Najlepszy efekt z tego filmu to spadające ogniste kule w parku jolołston, które tylko raz się pojawiają:/
Z calym szacunkiem, ale chyba nie uznajesz mojego prawa do posiadania wlasnej opinii i nie przeczytales uwaznie mojej wypowiedzi. A co do nazwania, coz, przezyje jakos. Dzieci neo jak wiadomo nie cechuje roznica zdan tylko inny typ zachowan.

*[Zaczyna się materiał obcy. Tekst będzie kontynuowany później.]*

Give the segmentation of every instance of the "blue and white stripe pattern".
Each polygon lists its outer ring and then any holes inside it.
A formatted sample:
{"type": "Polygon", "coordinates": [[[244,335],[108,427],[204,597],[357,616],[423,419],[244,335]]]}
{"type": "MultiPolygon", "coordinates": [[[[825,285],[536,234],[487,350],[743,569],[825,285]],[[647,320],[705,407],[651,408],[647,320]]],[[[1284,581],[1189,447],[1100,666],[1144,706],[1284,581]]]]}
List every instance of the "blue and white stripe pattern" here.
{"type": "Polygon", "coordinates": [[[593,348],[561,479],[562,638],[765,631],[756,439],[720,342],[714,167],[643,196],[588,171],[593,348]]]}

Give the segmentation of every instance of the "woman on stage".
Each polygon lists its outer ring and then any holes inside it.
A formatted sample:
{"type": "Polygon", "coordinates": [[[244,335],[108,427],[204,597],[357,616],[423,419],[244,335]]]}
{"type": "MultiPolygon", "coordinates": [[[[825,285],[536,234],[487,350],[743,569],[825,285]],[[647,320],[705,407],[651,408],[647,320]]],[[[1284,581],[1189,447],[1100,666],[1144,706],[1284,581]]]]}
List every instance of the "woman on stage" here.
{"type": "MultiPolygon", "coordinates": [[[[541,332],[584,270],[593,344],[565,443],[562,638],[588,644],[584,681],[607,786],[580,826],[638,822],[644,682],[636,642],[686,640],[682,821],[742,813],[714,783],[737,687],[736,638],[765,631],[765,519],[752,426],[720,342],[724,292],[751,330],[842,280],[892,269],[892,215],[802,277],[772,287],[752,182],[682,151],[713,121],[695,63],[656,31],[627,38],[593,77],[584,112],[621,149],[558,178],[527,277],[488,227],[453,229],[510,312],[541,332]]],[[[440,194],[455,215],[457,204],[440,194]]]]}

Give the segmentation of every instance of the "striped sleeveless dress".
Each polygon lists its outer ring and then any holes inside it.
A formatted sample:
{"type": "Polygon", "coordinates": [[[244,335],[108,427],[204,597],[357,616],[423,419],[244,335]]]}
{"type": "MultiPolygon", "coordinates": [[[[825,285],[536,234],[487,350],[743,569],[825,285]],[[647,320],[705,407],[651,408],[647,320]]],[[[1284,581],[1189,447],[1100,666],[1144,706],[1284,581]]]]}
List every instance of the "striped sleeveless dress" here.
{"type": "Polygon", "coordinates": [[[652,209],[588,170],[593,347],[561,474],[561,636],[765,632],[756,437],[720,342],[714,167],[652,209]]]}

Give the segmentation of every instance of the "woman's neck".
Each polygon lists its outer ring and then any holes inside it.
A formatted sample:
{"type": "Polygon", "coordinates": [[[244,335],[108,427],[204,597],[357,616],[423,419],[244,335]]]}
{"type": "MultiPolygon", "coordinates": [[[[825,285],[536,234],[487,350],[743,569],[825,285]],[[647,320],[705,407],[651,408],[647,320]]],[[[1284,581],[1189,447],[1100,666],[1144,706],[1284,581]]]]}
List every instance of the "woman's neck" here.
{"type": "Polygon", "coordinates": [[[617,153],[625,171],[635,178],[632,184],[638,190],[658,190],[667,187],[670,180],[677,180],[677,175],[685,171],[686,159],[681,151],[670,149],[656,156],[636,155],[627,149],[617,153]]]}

Przeczysz sama sobie. Dlaczego Ty możesz mieć "prawa do posiadania własnej opinii", a innych którzy mają odmienne zdanie nazywasz dziećmi neostrady? Co raczej ma pejoratywne zabarwienie. Mnie możesz co najwyżej nazwać dzieckiem CB-Radia, a i tak uważam, że film wybitny nie jest, co już przedstawiałem w innych wątkach
nie odmienne nazywam dziecmi neostrady ludzi, ktorzy wchodza na podobne fora i oceniaja film mimo ze go nie widzieli nigdy, tylko po to by wkur**ac ludzi. Jeszcze raz, czytaj uwaznie. Bo wiekszosc opinii na forach i negatywnych i pozytywnych, a mi Twoja opinia wisi, co jak powiedzialam za pierwszym razem, film moze sie nie podobac.
Nie ludzi ktorzy maja odmienne zdanie, i do Ciebie mozna byloby powiedziec ,,czytaj uwaznie''. Ludzi ktorzy wchodza na fora tylko i wylacznie by denerwowac ludzi, a ktorzy nawet filmu nie widzieli. Napisalam ze film sie moze nie podobac, prawo do wlasnego zdania ma kazdy. Jednak duzo wypowiedzi wskazuje na to, ze ludzie wchodza tylko po to, zeby sie zrec z innymi, a filmu na oczy nie widzieli. To sa dzieci neo. A jezeli tak dotkniety jednym slowem (bo chyba nie moja wypowiedzia, bo widac ze nie przeczytales, jak zreszta Twoj poprzednik) to bez urazy, ale moze cos jest nie tak? Mi sie nie chce zrec, nie mam nadmiaru czasu, wiec na tym koniec, jak ktos powazny to przeczyta, to raczej zalapie.
A co do filmu mam wraznie, ze moze niektorzy wymagaja za duzo od tego typu filmow? Filmy katastroficzne maja jednak swoje wymagania, mi sie wydaje, ze nie ma sensu wsadzac nazbyt duzo fabuly w ten typ filmu. Moim zdaniem jak na swoj gatunek film jest swietny i mial niezla fabule. Owszem, sa lepsze filmy, ale chyba nie bedziemy porownywac np. ,,Wulkanu'' do ,,Pianisty'' albo ,,Skazanych na Shawshank''? Moim zdaniem akurat wszystko jest jak nalezy. A opiniami sie nie radze przjmowac, zawsze znajdzie sie ktos, komu nie bd nic pasowac. Tyle ze jak nie lubi sie tego rodzaju filmow, to po prostu nie powinno sie wyrzucac kasy i isc na nie do kina, bo z gory wiadomo, ze raczej dramatu psychologicznego tam sie nie ujrzy raczej.